“The inspiration for the novel and the factions were based on my views about human nature, and that virtue as an end in itself may not really be a good thing,” said Veronica Roth of her debut novel, Divergent, in a recent interview.
Virtue as an end in itself may not really be a good thing. The author suggests that by trying to be “good,” whatever “good” may mean to one group or another, we lose something of ourselves. Does “doing the right thing”--if it’s defined by someone else or society at large--mean that we deny who we are? Beatrice Prior, the narrator of Divergent, feels torn when she must choose between the five factions of her society.

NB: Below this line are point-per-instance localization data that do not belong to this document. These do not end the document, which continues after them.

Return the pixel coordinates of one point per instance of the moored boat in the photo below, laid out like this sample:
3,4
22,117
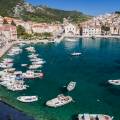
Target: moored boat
94,117
27,98
35,66
76,54
71,86
60,100
114,82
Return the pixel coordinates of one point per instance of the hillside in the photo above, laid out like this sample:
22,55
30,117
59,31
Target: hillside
26,11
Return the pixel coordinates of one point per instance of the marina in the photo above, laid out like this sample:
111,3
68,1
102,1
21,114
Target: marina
91,72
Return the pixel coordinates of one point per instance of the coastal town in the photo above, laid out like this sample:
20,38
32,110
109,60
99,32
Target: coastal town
107,25
18,32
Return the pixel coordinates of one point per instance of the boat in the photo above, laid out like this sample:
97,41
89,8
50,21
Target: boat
16,87
71,39
29,74
87,116
7,60
6,65
114,82
18,73
14,51
23,65
38,62
33,55
71,86
30,49
60,100
36,66
27,99
76,54
11,70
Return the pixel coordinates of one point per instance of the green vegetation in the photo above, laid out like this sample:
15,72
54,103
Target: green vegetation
6,6
117,12
5,21
39,13
50,15
13,23
22,34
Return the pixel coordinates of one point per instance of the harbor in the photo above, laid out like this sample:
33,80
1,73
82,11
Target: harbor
87,84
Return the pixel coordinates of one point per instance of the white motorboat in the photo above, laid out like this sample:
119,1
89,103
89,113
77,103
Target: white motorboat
35,66
76,54
33,55
39,62
17,87
114,82
30,49
71,86
23,65
18,73
14,51
29,74
4,65
71,39
27,98
7,60
36,59
94,117
60,100
11,70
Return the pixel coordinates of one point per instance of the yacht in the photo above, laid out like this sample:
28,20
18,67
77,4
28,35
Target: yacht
17,87
71,86
94,117
6,65
76,54
11,70
36,59
33,55
60,100
30,49
71,39
23,65
7,60
14,51
29,74
35,66
114,82
27,98
38,62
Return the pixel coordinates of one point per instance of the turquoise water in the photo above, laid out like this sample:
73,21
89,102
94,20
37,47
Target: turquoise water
99,62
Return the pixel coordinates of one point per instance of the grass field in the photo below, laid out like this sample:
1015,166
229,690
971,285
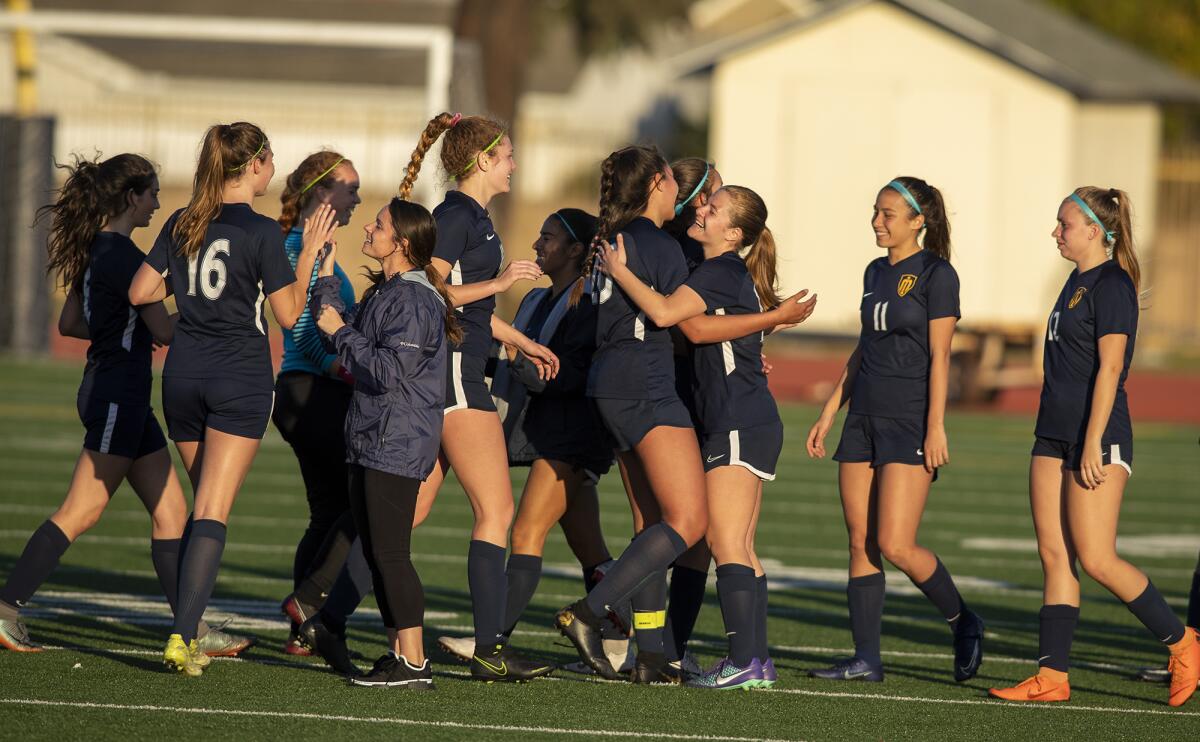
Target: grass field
102,614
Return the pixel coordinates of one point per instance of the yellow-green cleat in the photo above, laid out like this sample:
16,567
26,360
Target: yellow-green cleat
179,658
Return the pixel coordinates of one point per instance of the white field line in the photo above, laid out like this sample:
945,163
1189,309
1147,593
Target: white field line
399,722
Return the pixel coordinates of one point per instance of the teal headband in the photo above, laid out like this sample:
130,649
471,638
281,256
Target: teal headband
899,187
569,231
694,191
1109,235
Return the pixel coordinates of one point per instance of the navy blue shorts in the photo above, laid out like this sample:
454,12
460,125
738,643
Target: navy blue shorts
629,420
119,429
756,449
466,386
231,406
1111,452
879,441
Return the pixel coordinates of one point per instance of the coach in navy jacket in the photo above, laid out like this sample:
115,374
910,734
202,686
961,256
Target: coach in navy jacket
394,345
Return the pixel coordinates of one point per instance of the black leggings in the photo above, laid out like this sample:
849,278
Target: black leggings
384,506
309,413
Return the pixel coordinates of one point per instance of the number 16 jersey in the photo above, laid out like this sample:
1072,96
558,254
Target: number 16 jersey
220,294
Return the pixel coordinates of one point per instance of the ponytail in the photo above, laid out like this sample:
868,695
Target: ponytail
625,178
226,153
467,138
1115,211
933,208
93,193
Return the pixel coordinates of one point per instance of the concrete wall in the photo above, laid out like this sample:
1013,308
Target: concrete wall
819,120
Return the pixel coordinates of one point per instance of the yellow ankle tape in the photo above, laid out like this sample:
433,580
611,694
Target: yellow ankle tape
649,620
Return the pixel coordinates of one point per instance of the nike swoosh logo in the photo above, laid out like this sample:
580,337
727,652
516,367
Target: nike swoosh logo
502,670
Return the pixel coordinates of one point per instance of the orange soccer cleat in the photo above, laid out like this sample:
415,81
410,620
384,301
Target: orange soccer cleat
1045,686
1185,668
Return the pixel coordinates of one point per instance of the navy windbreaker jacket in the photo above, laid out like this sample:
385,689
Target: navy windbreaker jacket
395,346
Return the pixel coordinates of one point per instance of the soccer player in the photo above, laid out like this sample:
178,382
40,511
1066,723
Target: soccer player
311,390
90,251
478,154
894,437
1083,449
743,434
223,261
633,382
395,348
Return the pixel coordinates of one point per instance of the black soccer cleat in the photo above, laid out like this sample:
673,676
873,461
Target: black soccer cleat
502,664
573,623
393,671
653,669
852,669
967,646
329,645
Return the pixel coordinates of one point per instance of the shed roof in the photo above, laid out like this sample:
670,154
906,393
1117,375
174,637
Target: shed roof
1042,40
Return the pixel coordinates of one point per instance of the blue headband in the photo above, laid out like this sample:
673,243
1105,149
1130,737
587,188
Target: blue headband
569,231
694,191
1109,235
895,185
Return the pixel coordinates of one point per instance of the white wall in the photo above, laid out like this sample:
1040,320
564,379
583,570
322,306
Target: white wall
819,120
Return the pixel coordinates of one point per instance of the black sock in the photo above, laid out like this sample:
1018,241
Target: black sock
738,592
651,552
687,596
943,594
1056,632
523,573
201,560
1151,609
761,648
489,591
41,556
649,604
328,562
864,596
1194,602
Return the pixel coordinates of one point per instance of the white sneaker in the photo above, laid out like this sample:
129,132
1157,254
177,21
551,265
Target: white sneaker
463,647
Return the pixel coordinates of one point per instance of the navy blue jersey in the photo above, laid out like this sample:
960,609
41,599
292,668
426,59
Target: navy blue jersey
731,388
221,292
119,355
1092,304
898,304
635,359
468,241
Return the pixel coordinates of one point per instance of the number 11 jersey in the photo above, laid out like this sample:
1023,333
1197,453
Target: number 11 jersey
220,294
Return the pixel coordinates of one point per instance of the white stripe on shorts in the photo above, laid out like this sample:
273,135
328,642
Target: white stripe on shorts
736,458
460,394
1115,458
109,424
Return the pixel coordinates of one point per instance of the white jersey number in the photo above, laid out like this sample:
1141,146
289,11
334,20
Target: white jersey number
1053,327
213,270
881,316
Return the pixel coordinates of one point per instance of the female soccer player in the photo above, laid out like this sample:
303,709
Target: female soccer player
395,348
311,390
743,434
894,437
90,251
1083,449
223,261
478,154
633,382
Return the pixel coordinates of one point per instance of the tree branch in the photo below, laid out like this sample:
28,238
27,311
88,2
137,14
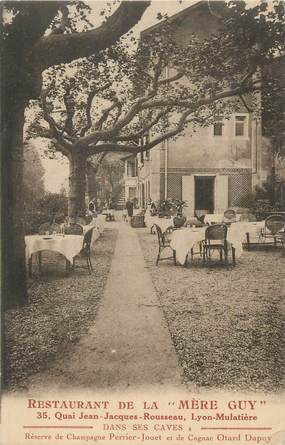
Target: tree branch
65,146
64,48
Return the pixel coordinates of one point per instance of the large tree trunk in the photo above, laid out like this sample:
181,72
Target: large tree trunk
14,277
77,184
91,182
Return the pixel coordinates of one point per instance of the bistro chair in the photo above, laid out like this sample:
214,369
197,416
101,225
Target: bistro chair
73,229
85,253
273,224
215,239
45,229
55,228
230,216
164,243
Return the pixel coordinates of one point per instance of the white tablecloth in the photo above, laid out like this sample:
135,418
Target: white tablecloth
213,218
240,229
163,223
68,245
183,240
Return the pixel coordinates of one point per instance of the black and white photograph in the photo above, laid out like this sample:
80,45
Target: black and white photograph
143,222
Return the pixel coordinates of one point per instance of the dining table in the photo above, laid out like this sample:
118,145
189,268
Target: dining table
68,245
187,238
163,223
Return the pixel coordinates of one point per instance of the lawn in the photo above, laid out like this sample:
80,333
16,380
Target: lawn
227,325
61,308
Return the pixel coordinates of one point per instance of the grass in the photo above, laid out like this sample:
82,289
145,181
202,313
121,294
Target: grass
61,308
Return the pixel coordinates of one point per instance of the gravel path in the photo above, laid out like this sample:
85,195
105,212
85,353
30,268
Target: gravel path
227,325
60,311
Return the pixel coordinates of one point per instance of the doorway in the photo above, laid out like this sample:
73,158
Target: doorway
204,195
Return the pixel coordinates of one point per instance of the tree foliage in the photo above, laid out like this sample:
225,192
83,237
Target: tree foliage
109,102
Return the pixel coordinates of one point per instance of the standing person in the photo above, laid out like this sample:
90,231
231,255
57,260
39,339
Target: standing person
130,207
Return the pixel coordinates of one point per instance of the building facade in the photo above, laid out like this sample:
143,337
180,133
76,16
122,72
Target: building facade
213,168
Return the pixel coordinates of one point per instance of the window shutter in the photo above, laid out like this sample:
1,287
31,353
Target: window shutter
188,194
221,193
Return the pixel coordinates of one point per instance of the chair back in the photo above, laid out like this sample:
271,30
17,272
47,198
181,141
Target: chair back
81,220
274,223
44,229
216,232
55,228
162,238
230,215
73,229
87,241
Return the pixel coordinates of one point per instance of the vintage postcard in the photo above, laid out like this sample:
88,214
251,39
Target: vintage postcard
143,222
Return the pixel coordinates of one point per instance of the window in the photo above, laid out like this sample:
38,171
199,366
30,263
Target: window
131,168
240,126
218,126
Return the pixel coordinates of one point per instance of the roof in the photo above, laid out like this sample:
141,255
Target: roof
216,8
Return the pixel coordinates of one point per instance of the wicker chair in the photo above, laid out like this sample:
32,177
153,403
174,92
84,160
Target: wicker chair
230,216
55,228
215,239
85,253
164,243
273,225
45,229
73,229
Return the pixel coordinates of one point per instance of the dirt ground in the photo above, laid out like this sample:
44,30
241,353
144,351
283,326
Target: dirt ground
61,308
227,325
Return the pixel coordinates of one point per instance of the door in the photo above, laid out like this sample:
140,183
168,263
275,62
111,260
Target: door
188,194
221,193
204,195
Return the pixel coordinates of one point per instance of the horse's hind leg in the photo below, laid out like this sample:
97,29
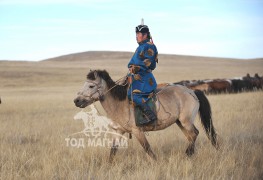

She knows that if she does not choose her family’s faction, the selfless Abnegation, she will have to leave them behind, possibly forever. But from the very first, Veronica Roth shows us how drawn her heroine is to Dauntless, the faction that houses the soldiers that guard the borders of their society. They are daring, gutsy, even reckless at times.
One of my favorite moments in the book is when Tris realizes that bravery and selflessness are “often… the same thing.” It’s a great way to get teens thinking about what constitutes selflessness and bravery, and how we decide which actions are true to us, and which ones betray our sense of who we are. But she also taps into the idea that there are shades of gray. In that same interview, Roth talked about how we often single out cliques in high school as being damaging to kids, but what about in adulthood? Do we ever really graduate from labeling people? Is there really such a thing as a “good girl” and a “bad girl”? A “stoner” or “jock” or “geek”? Doesn’t everyone have more to him or her than one overriding quality?
Roth also invites readers to look more deeply at their families, friends and classmates. To see that there’s more to them. None of us fits easily into boxes. Most of us are, in fact, divergent. Does that make us “dangerous”? Perhaps only to the people who prefer neat categories.